Scots Dragon wrote: Wed Aug 21, 2019 8:26 amAs for the democrat stuff and Bill Clinton? Fuck, dude. I'm not even American. I couldn't give two shits about the Democrats either way,
That's a shitload of water to carry for someone you don't care about. If you hate Nike, maybe don't have a wardrobe made up entirely of things with swooshes on them, and don't aggressively stamp the swoosh wherever you go. Just saying.
Scots Dragon wrote: Wed Aug 21, 2019 8:26 ambut I'll save you the time; Yep. These issues are the end result of neoliberal responses to immigration and the centrist democrat establishment and capitalist ideology that governs 'both sides', not that there really is much of a difference, it is a huge contributing factor.

It doesn't make all of what you've said true, mind, but yeah the overall system is at fault far more than specific politicians. Trump is a symptom.
Not allowing people to cross borders at a whim is what borders are for. They've existed since history began. I don't see what's particularly "neo" about them. Hell, almost all socialist scholarship until very recently insisted that borders were crucial, because paying out to people who hadn't paid in was suicide to the system. Socialism creates closed economic systems, and free flow across borders wrecks it even faster than its own innate inadequacies would otherwise do.
Scots Dragon wrote: Wed Aug 21, 2019 8:26 amI'm an anarchist who thinks the whole system itself should be torn down and replaced, and I am not a member of any major political party. I also even think that the comic-book industry itself should be radically reshaped as well, along with most elements of society. You're really not going to get to me by going after the Democrats. Nor are you going to get to me by going after Labour or the Greens.
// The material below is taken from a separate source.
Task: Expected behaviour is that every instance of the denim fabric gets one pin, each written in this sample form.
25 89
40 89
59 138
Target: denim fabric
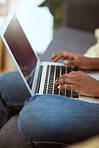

I know that there's such a thing as anarcho-communists, but there's a phrase from fiction that describes them well - "the first against the wall when the revolution comes." If they ever succeed in tearing down the old order, a new order will inevitably rise to take its place, and the first order of business is rounding up those dangerous revolutionaries who upended the previous system and putting them down. It's the only way to calm the populace when their system just got torn down - ending the threat. There is no enduring anarcho-communist system that survives long-term larger than maybe a dozen people, because it turns out that we actually need to organize to survive. If, theoretically, there was a large-scale anarcho-communist community, it would immediately become an anarcho-capitalist society as people start to barter with each other to make up for the inefficiencies in distribution. It's a naive ideology for people who don't understand what production entails. Your entire worldview has been generated by smug intellectuals who thought that, if only THEY were in charge, they could organize everything so that people could all be relatively prosperous. Worked to the fucking bone, no art allowed that didn't preserve their power, but they'd all eat. Unfortunately, these assholes have soft hands and don't know or care about the "working man" that they claim to be championing. Socialism invariably leads to starvation and oppression.

Meanwhile, you seem to assume that capitalism is somehow oppressive, which is hilarious. If you're an anarchist, you want no government intervention. Capitalism - true capitalism, not the corporate half-socialist shit we've got today - is unique in that it thrives best without government.